If it weren’t in enough hot water already, the Internal Revenue Service has slipped up again, reports the National Journal.

Still under fire for targeting conservative political groups, the IRS unwittingly exposed on government websites the Social Security numbers of tens of thousands of Americans last week, according to a recent audit from the independent transparency group Public.Resource.org.

The exposed numbers came from nonprofit political groups known as 527s, which have to file taxes with the IRS that ultimately wind up in an agency database. According to the National Journal, the IRS frequently sends updated records of this database to many public-interest groups, such as Public.Resource.org—but when the IRS told that group’s founder, Carl Malamud, to ignore part of the filings from earlier this year, the transparency advocate decided to take a closer look.

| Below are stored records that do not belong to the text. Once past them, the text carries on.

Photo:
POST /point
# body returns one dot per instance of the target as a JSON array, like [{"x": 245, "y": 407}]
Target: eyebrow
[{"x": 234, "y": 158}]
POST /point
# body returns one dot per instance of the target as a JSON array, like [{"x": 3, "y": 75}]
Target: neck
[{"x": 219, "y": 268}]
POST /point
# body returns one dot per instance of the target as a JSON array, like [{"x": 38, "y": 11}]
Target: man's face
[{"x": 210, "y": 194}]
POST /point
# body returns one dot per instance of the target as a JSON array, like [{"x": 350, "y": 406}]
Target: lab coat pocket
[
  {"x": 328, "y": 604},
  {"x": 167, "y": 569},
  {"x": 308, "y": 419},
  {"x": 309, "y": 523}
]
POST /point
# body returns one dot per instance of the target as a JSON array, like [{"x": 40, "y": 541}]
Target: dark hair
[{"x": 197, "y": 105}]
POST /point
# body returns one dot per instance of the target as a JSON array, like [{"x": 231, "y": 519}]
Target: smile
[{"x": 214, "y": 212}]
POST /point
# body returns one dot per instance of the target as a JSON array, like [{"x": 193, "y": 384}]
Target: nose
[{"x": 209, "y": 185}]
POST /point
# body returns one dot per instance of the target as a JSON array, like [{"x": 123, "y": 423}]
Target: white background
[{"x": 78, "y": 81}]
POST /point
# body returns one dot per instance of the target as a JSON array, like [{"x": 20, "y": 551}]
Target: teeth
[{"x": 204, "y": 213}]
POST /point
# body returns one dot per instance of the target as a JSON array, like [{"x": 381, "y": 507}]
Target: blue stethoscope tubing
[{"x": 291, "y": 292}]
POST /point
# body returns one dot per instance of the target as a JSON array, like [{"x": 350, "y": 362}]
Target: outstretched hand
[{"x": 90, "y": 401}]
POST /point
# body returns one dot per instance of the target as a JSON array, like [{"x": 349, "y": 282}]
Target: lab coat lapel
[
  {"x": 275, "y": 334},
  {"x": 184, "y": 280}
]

With a little digging, the reason for the agency’s unusual request soon became apparent: Malamud and Public.Resource.org found that the IRS forgot to redact the Social Security numbers of tens of thousands of individuals involved in those political groups. When the group notified the IRS of its mistake on July 2, the database was taken down immediately. But according to the National Journal, “the damage was done.”

In its report, Public.Resource.org wrote, “While the public posting of this database serves a vital public purpose (and this database must be restored as quickly as possible), the failure to remove individual Social Security numbers is an extraordinarily reckless act.”

The IRS has since responded with a statement saying the agency is “assessing the situation and exploring available options,” according to the National Journal.